Organisations are increasingly dependent on information systems for all their business activities with customers, suppliers, partners and their employees. Organisations need to be confident that they can operate securely. Their cyber security risks need to be understood in the context of the overall business. For many years we have been supporting our clients to embed cyber security into their business operations.

Our Threat, Vulnerability and Risk Assessment Services

CGI’s vulnerability and risk assessment methodology provides accurate, controlled, repeatable, and in-depth findings and actionable, prioritised recommendations for remediation. It is customised to focus on a client’s requirements for evaluation, risk tolerance and specific business goals. Our skilled experts will assess the risks and identify vulnerabilities in the applications, systems and networks, providing cost-effective recommendations to manage them.

Our approach

The CGI methodology uses multiple automated assessment tools to target discovery, foot-printing and initial assessment.

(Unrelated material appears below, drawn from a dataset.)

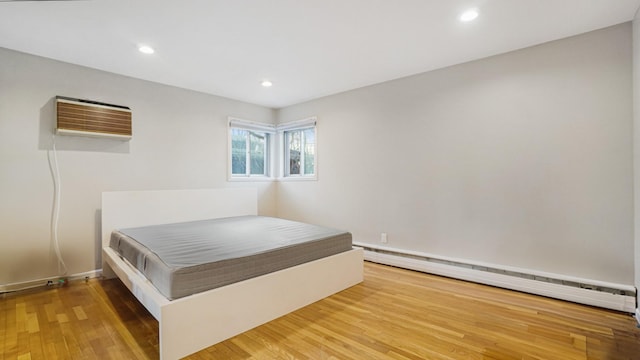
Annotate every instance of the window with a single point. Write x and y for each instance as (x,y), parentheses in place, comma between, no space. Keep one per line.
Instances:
(299,139)
(249,148)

STREAM is a risk management product that we have successfully used across multiple sectors. It is versatile and can be used with different profiles to meet the needs of individual clients. Its great strength is that it is designed to be an operational tool so, whereas other tools often take a snapshot of a security risk at that moment in time, STREAM can react immediately to any changes which are input during the assessment, either actual or potential to give an indication of the changing risk position.

Alternatively, our own IRIS methodology enables us to perform risk assessments quickly and cost-effectively. The outputs inform the client of their security risks and enable them to implement a coherent, comprehensive and cost-effective security regime combining risk analysis and business impact analysis together.

Our methodology includes a manual validation and testing phase that verifies the accuracy of each automatically detected vulnerability and includes tests that the automated tools are known to miss. It is performed in a carefully controlled manner with input from, and coordination with, the client at all phases. All test parameters are recorded to allow retesting under the same conditions. Raw data of test results is provided to the client so that each finding can be replicated and verified.